The snow in Scotland has highlighted the vulnerability of online retail
According to ONS data out this morning, online retail now accounts for 10.5% of sales, but events this week north of the border show how fragile online retail distribution networks remain, and how fulfilment remains the key challenge for the web.
Scottish transport minister Keith Brown was quick to hit out at those retailers which stopped taking online orders - conveniently forgetting that if he’d done his job of keeping the roads open then they’d still be taking them - but it is striking that while retailers’ sophisticated supply chains have managed to keep stores well-stocked through even the worst of the snow, systems for the fulfilment of web orders seem to fall apart as soon as things take a turn for the worse.
Retailers which have stopped taking non-food orders in Scotland are playing it safe, influenced no doubt by the forecasts of more adverse weather to come. That makes sense because no retailer wants to make promises to customers it can’t keep, especially at this time of year.

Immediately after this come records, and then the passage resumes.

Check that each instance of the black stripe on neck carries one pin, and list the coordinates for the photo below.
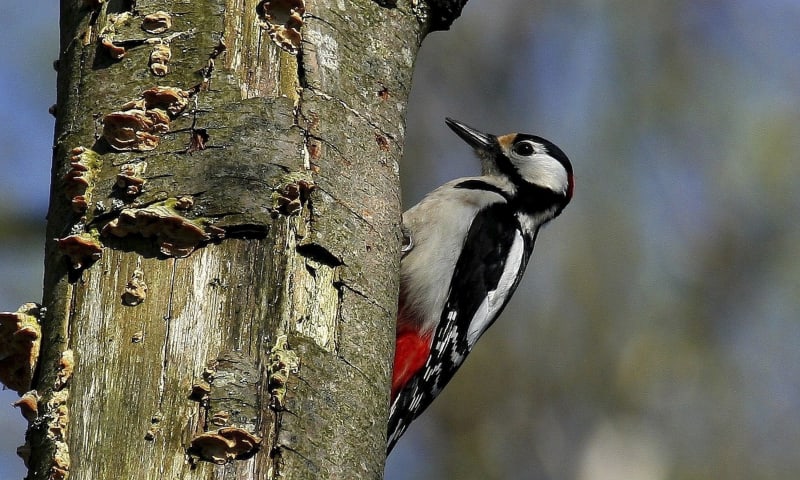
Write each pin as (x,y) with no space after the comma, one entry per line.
(474,184)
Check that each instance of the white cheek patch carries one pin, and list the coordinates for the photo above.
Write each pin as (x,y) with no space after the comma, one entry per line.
(545,171)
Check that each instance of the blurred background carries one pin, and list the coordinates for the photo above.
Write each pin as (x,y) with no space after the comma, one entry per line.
(657,332)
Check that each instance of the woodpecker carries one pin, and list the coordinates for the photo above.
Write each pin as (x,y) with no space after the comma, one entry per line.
(467,244)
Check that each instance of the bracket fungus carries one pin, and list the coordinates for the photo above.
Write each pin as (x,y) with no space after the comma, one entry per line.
(136,289)
(290,199)
(158,22)
(282,362)
(135,127)
(177,236)
(159,59)
(84,163)
(283,20)
(20,337)
(82,249)
(224,445)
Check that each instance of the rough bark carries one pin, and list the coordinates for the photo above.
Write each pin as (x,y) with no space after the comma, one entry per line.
(221,283)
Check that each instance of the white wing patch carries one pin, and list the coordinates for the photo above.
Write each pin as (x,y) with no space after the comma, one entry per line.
(491,305)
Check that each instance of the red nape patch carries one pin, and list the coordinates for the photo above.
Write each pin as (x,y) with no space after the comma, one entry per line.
(410,354)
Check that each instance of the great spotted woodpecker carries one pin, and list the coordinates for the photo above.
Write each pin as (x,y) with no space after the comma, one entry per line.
(468,243)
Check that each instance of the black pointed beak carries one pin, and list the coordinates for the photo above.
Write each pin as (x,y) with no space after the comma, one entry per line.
(477,140)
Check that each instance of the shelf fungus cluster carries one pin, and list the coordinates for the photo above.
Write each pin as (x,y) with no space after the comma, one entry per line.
(283,20)
(20,337)
(224,445)
(84,164)
(138,124)
(177,236)
(289,200)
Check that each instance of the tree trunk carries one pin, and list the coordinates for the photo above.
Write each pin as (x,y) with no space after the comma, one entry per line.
(221,283)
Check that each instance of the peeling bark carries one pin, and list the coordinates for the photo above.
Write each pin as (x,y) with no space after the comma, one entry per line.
(221,299)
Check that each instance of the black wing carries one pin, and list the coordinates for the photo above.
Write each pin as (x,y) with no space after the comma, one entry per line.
(488,270)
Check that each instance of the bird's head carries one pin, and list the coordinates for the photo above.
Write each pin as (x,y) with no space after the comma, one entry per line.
(526,160)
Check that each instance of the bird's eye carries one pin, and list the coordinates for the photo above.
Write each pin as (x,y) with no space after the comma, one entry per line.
(523,148)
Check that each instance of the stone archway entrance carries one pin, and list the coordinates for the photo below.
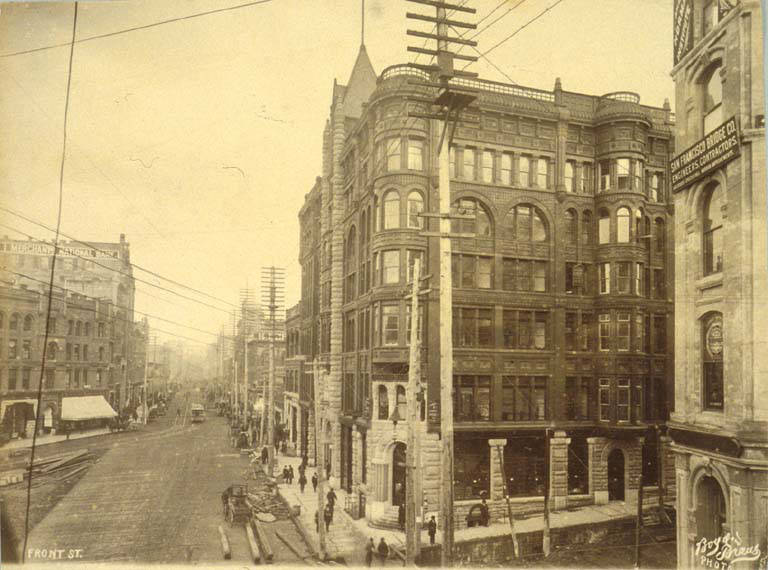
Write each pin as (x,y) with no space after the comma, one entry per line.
(616,475)
(710,509)
(398,474)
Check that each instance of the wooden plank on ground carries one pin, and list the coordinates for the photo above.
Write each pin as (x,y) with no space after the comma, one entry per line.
(261,534)
(225,547)
(254,546)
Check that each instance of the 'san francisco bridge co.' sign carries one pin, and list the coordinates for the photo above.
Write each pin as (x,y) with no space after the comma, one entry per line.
(717,148)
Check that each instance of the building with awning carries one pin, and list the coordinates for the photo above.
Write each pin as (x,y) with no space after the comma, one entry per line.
(83,408)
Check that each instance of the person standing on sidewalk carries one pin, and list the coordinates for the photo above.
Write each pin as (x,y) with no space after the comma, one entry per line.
(370,548)
(383,551)
(432,530)
(302,481)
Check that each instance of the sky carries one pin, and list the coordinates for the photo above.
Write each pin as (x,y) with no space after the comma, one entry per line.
(198,139)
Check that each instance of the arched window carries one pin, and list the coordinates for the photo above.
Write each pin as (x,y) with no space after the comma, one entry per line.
(415,207)
(571,227)
(480,225)
(528,224)
(712,361)
(383,403)
(658,234)
(604,227)
(713,99)
(655,187)
(713,231)
(622,225)
(586,227)
(401,408)
(391,210)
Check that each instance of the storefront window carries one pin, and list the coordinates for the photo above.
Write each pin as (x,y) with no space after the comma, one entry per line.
(471,468)
(524,466)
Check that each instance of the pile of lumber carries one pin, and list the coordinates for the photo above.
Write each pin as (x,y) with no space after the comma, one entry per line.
(60,467)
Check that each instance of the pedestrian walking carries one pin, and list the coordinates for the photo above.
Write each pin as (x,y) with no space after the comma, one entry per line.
(302,481)
(383,551)
(328,517)
(432,530)
(370,548)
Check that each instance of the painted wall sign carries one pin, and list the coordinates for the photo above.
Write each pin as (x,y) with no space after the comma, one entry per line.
(716,149)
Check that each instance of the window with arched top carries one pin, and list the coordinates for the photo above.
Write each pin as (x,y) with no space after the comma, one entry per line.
(712,361)
(586,227)
(383,404)
(391,210)
(479,224)
(658,234)
(712,228)
(401,402)
(527,224)
(622,225)
(571,227)
(713,98)
(604,227)
(415,207)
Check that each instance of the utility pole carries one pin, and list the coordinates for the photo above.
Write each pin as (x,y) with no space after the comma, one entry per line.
(450,100)
(319,380)
(272,291)
(146,368)
(412,451)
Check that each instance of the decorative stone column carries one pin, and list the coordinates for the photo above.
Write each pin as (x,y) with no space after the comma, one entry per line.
(598,470)
(558,470)
(497,481)
(633,470)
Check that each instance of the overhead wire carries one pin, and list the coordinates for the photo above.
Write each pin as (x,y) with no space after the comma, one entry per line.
(96,248)
(116,318)
(51,283)
(136,28)
(129,275)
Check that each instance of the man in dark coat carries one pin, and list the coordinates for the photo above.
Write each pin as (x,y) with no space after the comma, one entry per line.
(432,530)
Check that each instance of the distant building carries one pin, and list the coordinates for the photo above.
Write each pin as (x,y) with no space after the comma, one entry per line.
(720,419)
(562,314)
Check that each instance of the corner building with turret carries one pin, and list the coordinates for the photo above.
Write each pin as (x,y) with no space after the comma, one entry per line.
(562,295)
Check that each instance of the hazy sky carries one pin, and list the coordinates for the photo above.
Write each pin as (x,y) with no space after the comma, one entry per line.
(198,139)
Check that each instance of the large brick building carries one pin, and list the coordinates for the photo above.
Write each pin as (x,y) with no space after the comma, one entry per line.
(562,301)
(720,420)
(89,345)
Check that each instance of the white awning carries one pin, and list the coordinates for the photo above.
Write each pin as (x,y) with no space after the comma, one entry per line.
(6,403)
(86,408)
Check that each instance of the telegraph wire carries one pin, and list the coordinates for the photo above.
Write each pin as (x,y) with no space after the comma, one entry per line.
(115,305)
(123,272)
(136,28)
(90,245)
(51,283)
(518,30)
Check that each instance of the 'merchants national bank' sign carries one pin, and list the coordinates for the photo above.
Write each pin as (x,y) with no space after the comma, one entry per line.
(718,147)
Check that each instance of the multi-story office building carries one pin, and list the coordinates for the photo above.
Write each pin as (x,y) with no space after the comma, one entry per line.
(720,420)
(96,270)
(562,293)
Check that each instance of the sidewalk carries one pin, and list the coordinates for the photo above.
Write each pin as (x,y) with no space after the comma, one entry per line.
(347,537)
(48,438)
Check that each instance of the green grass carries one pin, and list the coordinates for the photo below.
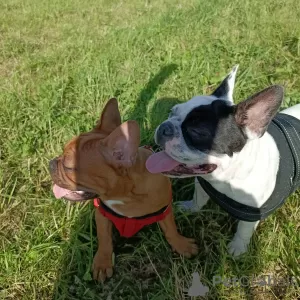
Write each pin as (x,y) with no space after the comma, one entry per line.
(59,63)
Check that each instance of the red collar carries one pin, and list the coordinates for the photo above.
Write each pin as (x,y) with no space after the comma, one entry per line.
(128,227)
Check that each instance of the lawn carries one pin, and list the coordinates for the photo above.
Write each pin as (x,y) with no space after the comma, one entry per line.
(60,61)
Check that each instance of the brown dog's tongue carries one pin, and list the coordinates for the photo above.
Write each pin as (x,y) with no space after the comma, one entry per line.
(161,162)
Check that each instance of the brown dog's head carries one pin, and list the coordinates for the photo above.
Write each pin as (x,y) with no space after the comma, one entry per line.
(91,162)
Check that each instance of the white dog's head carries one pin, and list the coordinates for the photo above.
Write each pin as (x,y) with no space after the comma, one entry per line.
(206,130)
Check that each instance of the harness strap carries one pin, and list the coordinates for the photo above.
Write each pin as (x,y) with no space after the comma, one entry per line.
(285,130)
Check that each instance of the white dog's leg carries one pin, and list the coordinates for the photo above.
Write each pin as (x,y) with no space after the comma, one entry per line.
(242,237)
(199,200)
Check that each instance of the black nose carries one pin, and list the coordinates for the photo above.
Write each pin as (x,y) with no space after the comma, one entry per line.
(166,129)
(53,165)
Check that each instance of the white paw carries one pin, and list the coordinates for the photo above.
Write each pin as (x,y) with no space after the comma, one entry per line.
(188,206)
(238,246)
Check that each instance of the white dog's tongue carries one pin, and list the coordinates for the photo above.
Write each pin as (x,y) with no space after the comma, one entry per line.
(59,192)
(161,162)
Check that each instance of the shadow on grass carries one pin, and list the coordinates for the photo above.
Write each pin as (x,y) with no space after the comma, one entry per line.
(145,267)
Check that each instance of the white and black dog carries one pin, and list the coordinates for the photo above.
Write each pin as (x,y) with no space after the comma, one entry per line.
(244,156)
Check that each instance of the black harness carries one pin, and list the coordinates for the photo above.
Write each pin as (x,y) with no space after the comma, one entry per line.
(285,130)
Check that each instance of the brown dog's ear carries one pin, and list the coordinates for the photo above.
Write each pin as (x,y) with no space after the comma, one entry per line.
(110,118)
(255,114)
(123,144)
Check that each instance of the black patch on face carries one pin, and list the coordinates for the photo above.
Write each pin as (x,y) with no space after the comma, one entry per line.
(213,128)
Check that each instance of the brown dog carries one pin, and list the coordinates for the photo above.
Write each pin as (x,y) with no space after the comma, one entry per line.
(108,162)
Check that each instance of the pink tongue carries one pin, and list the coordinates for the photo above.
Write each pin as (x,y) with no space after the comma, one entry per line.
(161,162)
(60,192)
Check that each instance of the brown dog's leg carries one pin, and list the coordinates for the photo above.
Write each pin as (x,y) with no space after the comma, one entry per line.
(179,243)
(103,264)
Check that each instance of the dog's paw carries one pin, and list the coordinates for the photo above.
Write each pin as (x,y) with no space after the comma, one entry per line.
(238,246)
(184,246)
(102,265)
(189,206)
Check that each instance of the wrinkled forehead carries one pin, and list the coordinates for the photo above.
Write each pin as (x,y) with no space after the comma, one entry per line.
(180,111)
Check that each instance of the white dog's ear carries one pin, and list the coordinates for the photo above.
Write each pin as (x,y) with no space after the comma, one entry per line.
(255,113)
(225,89)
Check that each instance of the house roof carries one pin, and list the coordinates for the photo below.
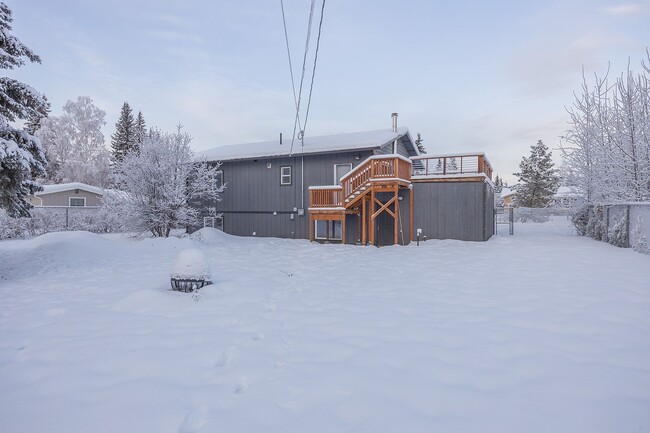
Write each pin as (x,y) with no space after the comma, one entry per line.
(313,145)
(50,189)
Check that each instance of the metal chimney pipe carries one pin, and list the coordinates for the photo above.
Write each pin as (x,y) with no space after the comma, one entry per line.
(394,116)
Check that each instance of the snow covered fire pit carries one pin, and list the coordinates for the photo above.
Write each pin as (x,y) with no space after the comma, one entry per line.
(191,271)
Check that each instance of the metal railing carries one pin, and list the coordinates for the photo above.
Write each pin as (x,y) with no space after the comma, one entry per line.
(446,165)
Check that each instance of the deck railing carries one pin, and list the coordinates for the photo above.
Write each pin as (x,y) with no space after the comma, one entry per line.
(452,165)
(375,168)
(325,197)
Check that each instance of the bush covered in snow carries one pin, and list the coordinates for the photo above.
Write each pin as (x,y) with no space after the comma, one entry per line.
(191,267)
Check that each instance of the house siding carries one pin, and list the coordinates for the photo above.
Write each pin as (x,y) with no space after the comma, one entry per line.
(453,210)
(253,193)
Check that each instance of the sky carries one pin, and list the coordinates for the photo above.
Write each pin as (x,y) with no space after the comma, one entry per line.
(494,76)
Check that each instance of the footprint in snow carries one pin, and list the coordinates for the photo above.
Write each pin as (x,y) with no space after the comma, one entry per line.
(241,385)
(194,420)
(226,357)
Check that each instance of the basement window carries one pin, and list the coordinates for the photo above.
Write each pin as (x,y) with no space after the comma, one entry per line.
(285,175)
(214,222)
(328,230)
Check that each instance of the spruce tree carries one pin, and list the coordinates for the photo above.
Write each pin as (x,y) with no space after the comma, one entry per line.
(538,179)
(123,140)
(22,159)
(140,131)
(418,143)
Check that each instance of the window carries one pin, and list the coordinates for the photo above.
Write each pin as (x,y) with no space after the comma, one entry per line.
(214,222)
(285,175)
(328,230)
(77,201)
(339,171)
(218,179)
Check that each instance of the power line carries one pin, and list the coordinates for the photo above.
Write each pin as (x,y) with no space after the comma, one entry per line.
(313,72)
(302,76)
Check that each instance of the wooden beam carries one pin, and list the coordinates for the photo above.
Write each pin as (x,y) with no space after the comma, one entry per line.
(411,214)
(388,203)
(396,217)
(372,220)
(311,228)
(364,217)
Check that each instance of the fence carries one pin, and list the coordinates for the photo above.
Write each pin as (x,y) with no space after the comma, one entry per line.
(625,225)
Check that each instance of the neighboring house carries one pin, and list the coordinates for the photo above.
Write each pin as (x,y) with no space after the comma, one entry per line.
(508,196)
(74,194)
(368,187)
(565,197)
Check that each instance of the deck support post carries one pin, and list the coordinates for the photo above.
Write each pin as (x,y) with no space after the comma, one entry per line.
(396,217)
(411,214)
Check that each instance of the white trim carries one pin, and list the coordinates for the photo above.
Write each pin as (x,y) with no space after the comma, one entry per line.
(76,198)
(325,187)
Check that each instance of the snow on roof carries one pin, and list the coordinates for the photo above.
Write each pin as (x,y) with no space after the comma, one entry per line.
(566,191)
(322,144)
(49,189)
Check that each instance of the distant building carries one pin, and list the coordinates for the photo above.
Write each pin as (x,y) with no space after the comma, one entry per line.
(73,194)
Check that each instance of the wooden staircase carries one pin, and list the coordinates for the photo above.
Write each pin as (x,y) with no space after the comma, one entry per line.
(357,194)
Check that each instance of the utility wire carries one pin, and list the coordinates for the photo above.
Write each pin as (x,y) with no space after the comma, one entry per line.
(313,72)
(286,39)
(302,76)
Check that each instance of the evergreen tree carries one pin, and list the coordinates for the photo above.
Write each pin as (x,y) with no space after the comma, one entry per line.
(418,143)
(538,179)
(123,140)
(140,131)
(22,158)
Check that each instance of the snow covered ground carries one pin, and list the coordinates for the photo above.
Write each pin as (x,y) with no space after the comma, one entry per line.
(539,332)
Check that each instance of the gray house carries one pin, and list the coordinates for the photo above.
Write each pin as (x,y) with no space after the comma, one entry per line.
(369,187)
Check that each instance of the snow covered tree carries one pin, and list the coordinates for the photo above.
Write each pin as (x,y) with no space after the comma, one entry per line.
(498,184)
(607,147)
(22,159)
(418,143)
(123,140)
(160,183)
(538,179)
(74,144)
(140,131)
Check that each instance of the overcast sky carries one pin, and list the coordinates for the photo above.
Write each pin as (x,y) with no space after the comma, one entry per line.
(492,76)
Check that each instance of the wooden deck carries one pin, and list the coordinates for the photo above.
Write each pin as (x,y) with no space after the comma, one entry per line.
(359,189)
(357,194)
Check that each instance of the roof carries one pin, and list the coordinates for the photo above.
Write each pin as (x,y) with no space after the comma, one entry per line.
(313,145)
(50,189)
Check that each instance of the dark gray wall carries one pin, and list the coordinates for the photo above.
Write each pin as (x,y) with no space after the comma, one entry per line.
(253,193)
(453,210)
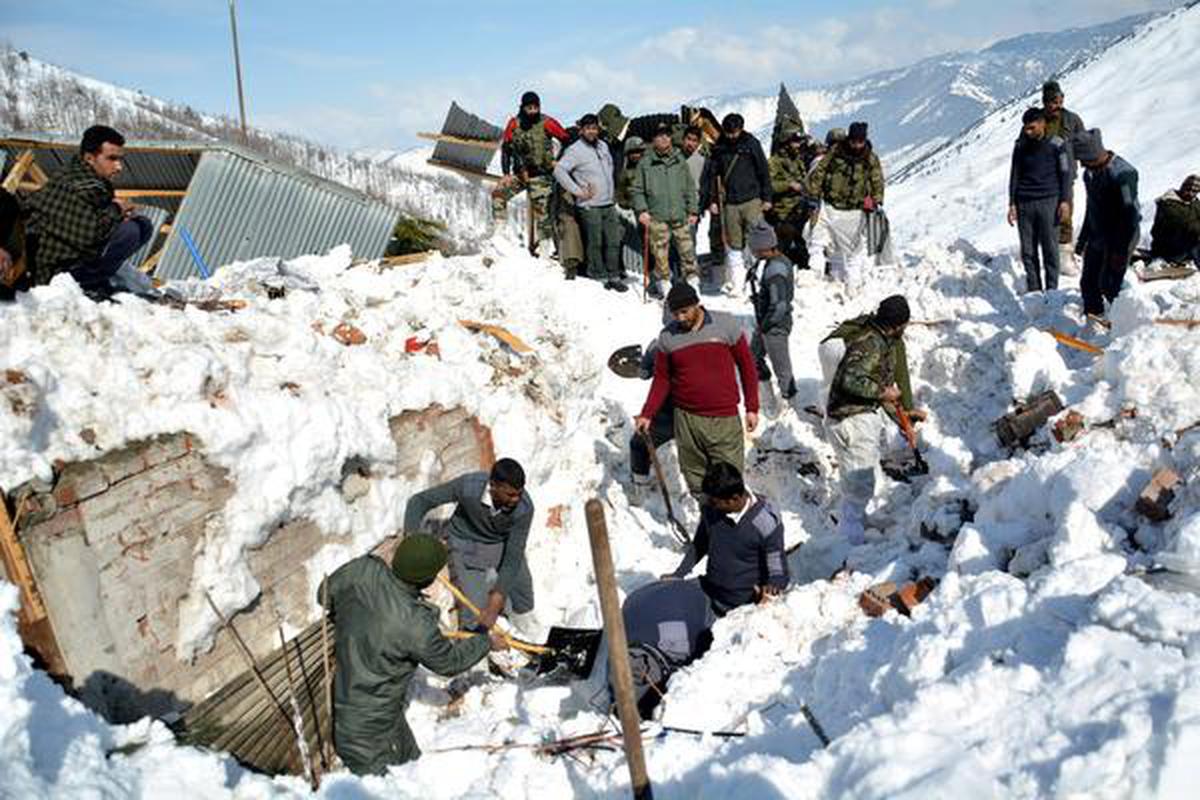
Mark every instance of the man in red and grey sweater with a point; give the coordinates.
(701, 356)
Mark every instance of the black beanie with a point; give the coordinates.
(893, 312)
(681, 296)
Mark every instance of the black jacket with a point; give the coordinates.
(1041, 170)
(743, 169)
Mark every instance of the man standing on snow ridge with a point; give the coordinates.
(742, 536)
(1176, 232)
(665, 203)
(82, 227)
(737, 185)
(384, 630)
(586, 172)
(1038, 197)
(527, 160)
(1113, 223)
(871, 378)
(702, 355)
(1066, 125)
(489, 530)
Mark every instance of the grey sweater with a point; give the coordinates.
(475, 522)
(586, 164)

But the success of online retail over the past few years has been all about giving customers confidence in its reliability and that the goods will be delivered. Whether its the fault of the politicians, the retailers or the delivery industry, the fact that bad weather can effectively close large parts of the country to online retail while stores manage to remain open is a big failure. Maybe some long-awaited good news for good old-fashioned physical shops though?